It is not a very common topic of everyday discussion, but for some people hoping to start a family, surrogacy is one method to achieve the dream. Some couples, usually for medical reasons, find it either difficult or even medically impossible to achieve pregnancy and childbirth naturally. However, they still wish to have their own newborn child, so they find a surrogate mother. Surrogacy is when this surrogate mother agrees to have a fertilized egg implanted in her uterus. After nine months of safe, medically supervised development, the baby is born and joins his or her intended parents to begin a new family.
However, because surrogacy is not a frequent topic of discussion, there is a lot of myth and misconception surrounding it. Ignorance does no one any good, so here is the truth behind some of the myths that surround surrogacy and its results.
Surrogacy Means Extra-Marital Sex
While there’s understandable anxiety in not being able to successfully become pregnant and give birth to a child, one groundless area for worry is the idea that a surrogate mother is a “homewrecker” that is the equivalent to conducting an open affair with a husband in front of a wife. For people who don’t understand how modern surrogacy works, there is often the very out-of-date misconception that surrogacy involves a husband meeting with a surrogate mother and repeatedly having sexual intercourse with her until pregnancy is achieved. While it’s true that in earlier eras, this would have been the conventional route for surrogate motherhood, this is not the case in the 21st century.
Today, a healthy egg and sperm are collected, and then introduced to each other in a process known as in vitro fertilization, which occurs in a lab. Once exams have confirmed that the egg has been successfully fertilized, it is then artificially implanted in the uterus of the surrogate mother. A hopeful father does not visit a surrogate mother for repeated sexual intercourse to achieve pregnancy. Unless the people involved absolutely insist on the older method for their own reasons, it is entirely unnecessary in modern surrogacy.
Surrogacy Isn’t Legal
This is a complicated myth, because there is some basis of truth in it, and yet it can be completely false as well. The answer to the myth of surrogacy’s legality lies entirely on where people live, and where surrogacy is taking place. Different countries—and even different states or provinces in countries—have different views on surrogacy. Australia, for example, allows surrogacy, but only locally. Australian couples that go to other countries to work with surrogate mothers will find that Australian law will not recognize the legality of a child born to a foreign surrogate mother.

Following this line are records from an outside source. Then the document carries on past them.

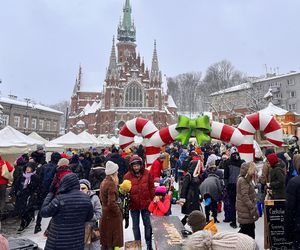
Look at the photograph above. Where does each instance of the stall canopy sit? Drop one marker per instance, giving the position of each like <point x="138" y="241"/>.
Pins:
<point x="104" y="141"/>
<point x="89" y="137"/>
<point x="72" y="141"/>
<point x="36" y="136"/>
<point x="14" y="142"/>
<point x="271" y="109"/>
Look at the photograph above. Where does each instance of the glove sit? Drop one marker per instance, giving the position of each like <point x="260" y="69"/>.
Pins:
<point x="254" y="214"/>
<point x="126" y="222"/>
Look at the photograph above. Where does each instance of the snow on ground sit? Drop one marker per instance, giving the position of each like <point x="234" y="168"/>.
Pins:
<point x="128" y="234"/>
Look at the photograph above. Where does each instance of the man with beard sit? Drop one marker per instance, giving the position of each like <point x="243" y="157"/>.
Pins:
<point x="231" y="173"/>
<point x="141" y="194"/>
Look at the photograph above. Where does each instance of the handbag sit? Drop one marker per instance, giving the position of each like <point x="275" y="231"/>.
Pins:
<point x="6" y="174"/>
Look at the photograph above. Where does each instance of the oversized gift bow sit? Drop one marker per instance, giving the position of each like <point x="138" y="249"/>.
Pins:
<point x="198" y="127"/>
<point x="242" y="136"/>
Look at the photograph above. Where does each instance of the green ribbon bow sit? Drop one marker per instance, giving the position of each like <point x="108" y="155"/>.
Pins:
<point x="199" y="127"/>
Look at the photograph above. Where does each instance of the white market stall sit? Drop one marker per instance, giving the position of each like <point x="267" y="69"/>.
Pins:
<point x="70" y="140"/>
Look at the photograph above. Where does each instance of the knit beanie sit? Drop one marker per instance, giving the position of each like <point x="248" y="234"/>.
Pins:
<point x="3" y="243"/>
<point x="111" y="168"/>
<point x="272" y="158"/>
<point x="63" y="162"/>
<point x="196" y="220"/>
<point x="85" y="182"/>
<point x="204" y="240"/>
<point x="160" y="190"/>
<point x="126" y="186"/>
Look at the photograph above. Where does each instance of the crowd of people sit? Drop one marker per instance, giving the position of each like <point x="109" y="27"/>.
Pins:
<point x="90" y="196"/>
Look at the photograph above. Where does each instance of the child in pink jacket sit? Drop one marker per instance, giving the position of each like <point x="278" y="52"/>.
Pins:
<point x="161" y="202"/>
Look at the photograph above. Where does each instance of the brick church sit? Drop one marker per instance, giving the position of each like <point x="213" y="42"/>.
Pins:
<point x="130" y="89"/>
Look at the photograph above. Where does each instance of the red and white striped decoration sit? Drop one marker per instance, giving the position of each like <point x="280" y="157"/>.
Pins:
<point x="242" y="137"/>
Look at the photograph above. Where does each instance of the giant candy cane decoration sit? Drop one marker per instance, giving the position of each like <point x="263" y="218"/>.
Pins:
<point x="242" y="137"/>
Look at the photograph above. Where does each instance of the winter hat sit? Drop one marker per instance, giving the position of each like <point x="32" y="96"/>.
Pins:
<point x="63" y="162"/>
<point x="3" y="243"/>
<point x="160" y="190"/>
<point x="135" y="158"/>
<point x="196" y="220"/>
<point x="204" y="240"/>
<point x="126" y="186"/>
<point x="111" y="168"/>
<point x="233" y="150"/>
<point x="85" y="182"/>
<point x="272" y="158"/>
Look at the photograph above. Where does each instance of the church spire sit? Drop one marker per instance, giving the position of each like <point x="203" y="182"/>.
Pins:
<point x="126" y="29"/>
<point x="155" y="73"/>
<point x="77" y="81"/>
<point x="112" y="71"/>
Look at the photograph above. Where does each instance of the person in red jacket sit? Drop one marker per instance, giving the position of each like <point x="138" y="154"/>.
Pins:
<point x="3" y="184"/>
<point x="157" y="165"/>
<point x="161" y="202"/>
<point x="141" y="194"/>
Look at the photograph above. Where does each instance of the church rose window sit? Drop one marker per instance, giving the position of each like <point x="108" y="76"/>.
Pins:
<point x="134" y="95"/>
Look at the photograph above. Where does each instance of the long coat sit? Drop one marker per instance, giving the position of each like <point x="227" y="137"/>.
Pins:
<point x="190" y="190"/>
<point x="246" y="197"/>
<point x="111" y="226"/>
<point x="142" y="190"/>
<point x="70" y="209"/>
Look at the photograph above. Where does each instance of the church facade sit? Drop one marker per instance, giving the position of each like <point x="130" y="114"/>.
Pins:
<point x="130" y="90"/>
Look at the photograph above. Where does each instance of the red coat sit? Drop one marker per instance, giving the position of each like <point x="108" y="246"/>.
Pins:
<point x="142" y="190"/>
<point x="161" y="207"/>
<point x="156" y="168"/>
<point x="4" y="181"/>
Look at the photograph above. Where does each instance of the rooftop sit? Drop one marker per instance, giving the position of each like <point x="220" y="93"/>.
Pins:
<point x="28" y="104"/>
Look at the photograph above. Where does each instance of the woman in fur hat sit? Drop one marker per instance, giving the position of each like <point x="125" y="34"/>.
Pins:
<point x="25" y="190"/>
<point x="246" y="199"/>
<point x="91" y="241"/>
<point x="111" y="226"/>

On the other hand, Georgia, in Europe, is completely legal when it comes to surrogacy for both its locals and for foreign visitors coming to the country. However, Georgia will only legally grant surrogacy services to mixed couples. Since 1997, same-sex couples have been legally barred from receiving surrogacy services. In California, in the USA, things are very different and the gender of the couple, whether surrogacy is traditional, gestational, altruistic or compensated doesn’t matter. But on the far end of the spectrum, in the province of Quebec, in Canada, all forms of surrogacy are illegal. So depending on which country you live in, or which country you go to, surrogacy may be completely legal or banned.
The Surrogate Mother Has Child Custody Rights
This is largely a myth, although it has some basis in fact as well. In places where surrogacy is legal, such as Georgia, measures are in place that recognize sole, legal custody for a baby as belonging to the intended parents. In these situations, especially if a surrogate contract is in place, the surrogate mother having biologically given birth to the child does not grant her any custody rights to the baby.
In other countries, states or provinces where surrogacy isn’t formalized to the same degree, the courts will usually still find in favor of granting child custody to intended parents. States like Oklahoma in the United States have no surrogacy laws in place, but the historical precedent has generally been found in favor of the intended parents when it comes to assigning custody after the fact. However, in other states, such as Pennsylvania, it can go either way. No surrogacy laws formally exist in this state either, but some conservative judges presiding over custody cases have ruled against the intended parents.
One of the few times where a surrogate mother has total child custody rights of a baby is in the province of Quebec, in Canada. While neighboring provinces like Ontario have legally recognized surrogacy, in Quebec, surrogacy is completely illegal. This means that any surrogacy agreement reached with a surrogate mother is not recognized at all by Quebec law, and the surrogate mother is considered the only biological parent of a baby, with full custody rights. So once again, where you go for surrogacy has a big impact on whether this is a myth or a fact.